Mayurakhshi River


Mayurakshi River is a major river in West Bengal, India, with a long history of devastating floods. It has its source on Trikut hill, about 16 kilometres (10 mi) from Deoghar in Jharkhand state. It flows through Jharkhand and then through the districts of Birbhum and Murshidabad in West Bengal before flowing into the Hooghly River. The river is about 250 kilometres (160 mi) long.

(Source: google maps access on 10.01.2017)


Mayurakshi though named after its crystal clear water of the dry seasons, floods its valley during the monsoons. Even after the construction of the Massanjore dam, it wreaks havoc with its floods, washing away embankments.
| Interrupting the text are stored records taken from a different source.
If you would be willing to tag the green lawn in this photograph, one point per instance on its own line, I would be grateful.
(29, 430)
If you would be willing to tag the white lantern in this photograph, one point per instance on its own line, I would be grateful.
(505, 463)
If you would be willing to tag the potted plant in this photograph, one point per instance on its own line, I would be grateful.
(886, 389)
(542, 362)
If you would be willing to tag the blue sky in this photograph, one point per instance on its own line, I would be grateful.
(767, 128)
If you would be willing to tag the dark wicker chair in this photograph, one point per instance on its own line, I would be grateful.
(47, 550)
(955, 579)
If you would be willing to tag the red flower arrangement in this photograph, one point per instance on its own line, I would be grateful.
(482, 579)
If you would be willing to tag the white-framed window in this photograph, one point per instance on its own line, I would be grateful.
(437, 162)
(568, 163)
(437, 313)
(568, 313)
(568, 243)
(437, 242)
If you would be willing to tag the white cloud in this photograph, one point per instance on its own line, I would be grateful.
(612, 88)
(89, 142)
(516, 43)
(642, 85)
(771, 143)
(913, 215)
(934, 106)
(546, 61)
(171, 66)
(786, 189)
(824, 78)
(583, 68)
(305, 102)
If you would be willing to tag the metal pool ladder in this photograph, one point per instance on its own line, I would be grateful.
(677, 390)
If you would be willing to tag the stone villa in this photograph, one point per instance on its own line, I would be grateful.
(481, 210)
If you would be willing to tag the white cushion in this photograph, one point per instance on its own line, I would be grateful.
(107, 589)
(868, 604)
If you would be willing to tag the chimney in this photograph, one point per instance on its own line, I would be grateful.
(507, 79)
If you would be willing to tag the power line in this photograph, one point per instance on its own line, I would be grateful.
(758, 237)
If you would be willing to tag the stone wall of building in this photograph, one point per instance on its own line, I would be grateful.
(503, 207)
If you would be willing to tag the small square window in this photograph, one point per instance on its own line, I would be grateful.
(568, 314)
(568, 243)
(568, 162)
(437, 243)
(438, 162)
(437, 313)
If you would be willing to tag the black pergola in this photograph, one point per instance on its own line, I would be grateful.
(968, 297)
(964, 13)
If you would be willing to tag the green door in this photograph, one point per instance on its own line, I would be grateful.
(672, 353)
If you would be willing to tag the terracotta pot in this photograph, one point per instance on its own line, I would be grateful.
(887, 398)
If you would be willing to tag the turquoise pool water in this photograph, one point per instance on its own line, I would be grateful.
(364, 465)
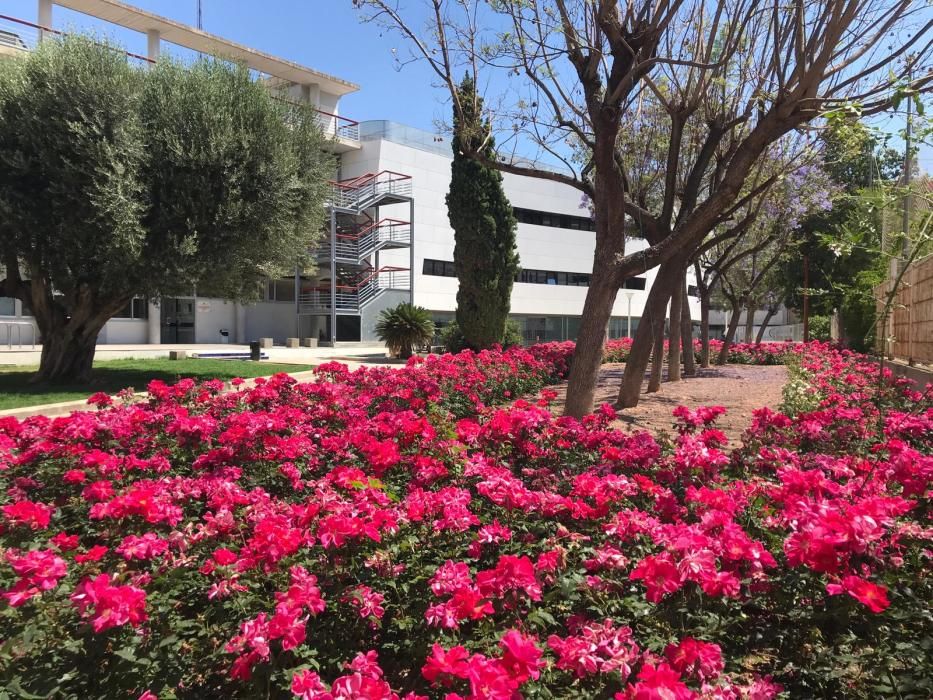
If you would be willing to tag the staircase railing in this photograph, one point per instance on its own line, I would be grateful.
(352, 298)
(361, 192)
(358, 244)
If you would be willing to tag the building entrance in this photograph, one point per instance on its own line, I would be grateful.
(178, 320)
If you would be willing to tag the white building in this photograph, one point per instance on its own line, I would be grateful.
(389, 239)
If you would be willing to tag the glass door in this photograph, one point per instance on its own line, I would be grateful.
(178, 320)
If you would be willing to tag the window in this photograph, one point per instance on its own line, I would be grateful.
(282, 289)
(438, 268)
(137, 308)
(554, 220)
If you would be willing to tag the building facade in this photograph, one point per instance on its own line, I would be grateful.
(387, 238)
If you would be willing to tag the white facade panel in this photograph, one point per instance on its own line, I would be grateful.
(539, 247)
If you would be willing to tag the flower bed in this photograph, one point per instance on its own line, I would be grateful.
(392, 534)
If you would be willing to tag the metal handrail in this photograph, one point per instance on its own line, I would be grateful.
(355, 297)
(365, 241)
(358, 193)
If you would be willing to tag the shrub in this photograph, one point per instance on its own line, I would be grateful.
(390, 533)
(405, 327)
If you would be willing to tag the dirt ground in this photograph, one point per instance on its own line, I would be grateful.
(740, 388)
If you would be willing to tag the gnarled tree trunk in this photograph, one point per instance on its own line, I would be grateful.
(730, 332)
(588, 354)
(69, 337)
(673, 350)
(704, 329)
(609, 216)
(686, 333)
(645, 336)
(657, 359)
(772, 310)
(749, 321)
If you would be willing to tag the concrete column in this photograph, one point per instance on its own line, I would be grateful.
(239, 323)
(44, 17)
(333, 276)
(153, 45)
(311, 94)
(154, 323)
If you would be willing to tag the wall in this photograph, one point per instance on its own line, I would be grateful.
(370, 314)
(271, 319)
(124, 331)
(910, 325)
(539, 247)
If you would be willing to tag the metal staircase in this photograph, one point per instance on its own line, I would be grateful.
(351, 298)
(350, 276)
(355, 243)
(372, 189)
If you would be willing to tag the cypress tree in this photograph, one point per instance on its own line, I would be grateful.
(485, 257)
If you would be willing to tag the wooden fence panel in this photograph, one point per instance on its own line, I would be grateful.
(911, 323)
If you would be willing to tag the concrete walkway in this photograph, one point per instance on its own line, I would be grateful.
(353, 356)
(26, 356)
(67, 407)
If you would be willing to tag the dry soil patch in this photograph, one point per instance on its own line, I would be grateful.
(740, 388)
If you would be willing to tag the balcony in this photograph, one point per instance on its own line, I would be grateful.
(344, 133)
(18, 35)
It is a rain fed river. Annual rainfall over the basin varies between 765 and 1,607 millimetres (30 and 63 in) with an average of 1,200 millimetres (47 in) of which 80 percent occurs during the monsoon season from June to September.


Massanjore Dam

Massanjore dam (also called Canada Dam), across the Mayurakshi, was commissioned in 1955. Unfortunately, the Massanjore dam located near Dumka in the state of Jharkhand (erstwhile Bihar) was not allowed to have any flood reserve. Simultaneously with construction of dams the state government in 1956, selectively took over flood control embankments till then maintained by the landlords or local bodies. Massanjore dam is about 38 kilometres (24 mi) upstream from Siuri in West Bengal. It is 47 metres (155 ft) high from its base and is 660 metres (2,170 ft) long. The reservoir has an area of 67.4 square kilometres (16,650 acres) when full and has a storage capacity of 620,000,000 cubic metres (500,000 acre·ft). It had cost Rs. 16.10 crore.


Tilpara Barrage

Apart from the Massanjore Dam there is a barrage, some 32 kilometres (20 mi) downstream, at Tilpara, near Siuri. The barrage is 309 metres (1,013 ft) long and had cost Rs. 1.11 crore.


Since 1960

In the four decades between 1960 and 2000 only five years could be identified as flood-free years, when only less than 500 square kilometres (190 sq mi) of area were inundated. After major floods in 1978, West Bengal suffered consecutively in 1998, 1999 and 2000. In 1978, seventy two hours of continuous and concentrated rainfall over the western river basin areas of the Bhagirathi viz. from the Pagla-Bansloi to the Ajay, generated so huge flood volume that all embankments on the eastern side of the Bhagirathi were almost washed away and the whole of Nadia district, a larger part of Murshidabad district and northern areas of North 24 Parganas district were flooded and remained underwater for a long time. Construction of embankments is the only structural measure available for the provision of relief to the people. Major embankments line long stretches of such rivers as Mayurakshi, Dwarka, Brahmani and Ajay.


Irrigation and Power

Massanjore dam has ensured irrigation of some 2,400 square kilometres (600,000 acres) of land with an estimated resultant increased yield of approximately 400,000 tons of food annually and generation of 2,000 kW of electric power.



The Mayurakshi is fed by tributaries Brahmani, Dwaraka, Bakreshwar and Kopai.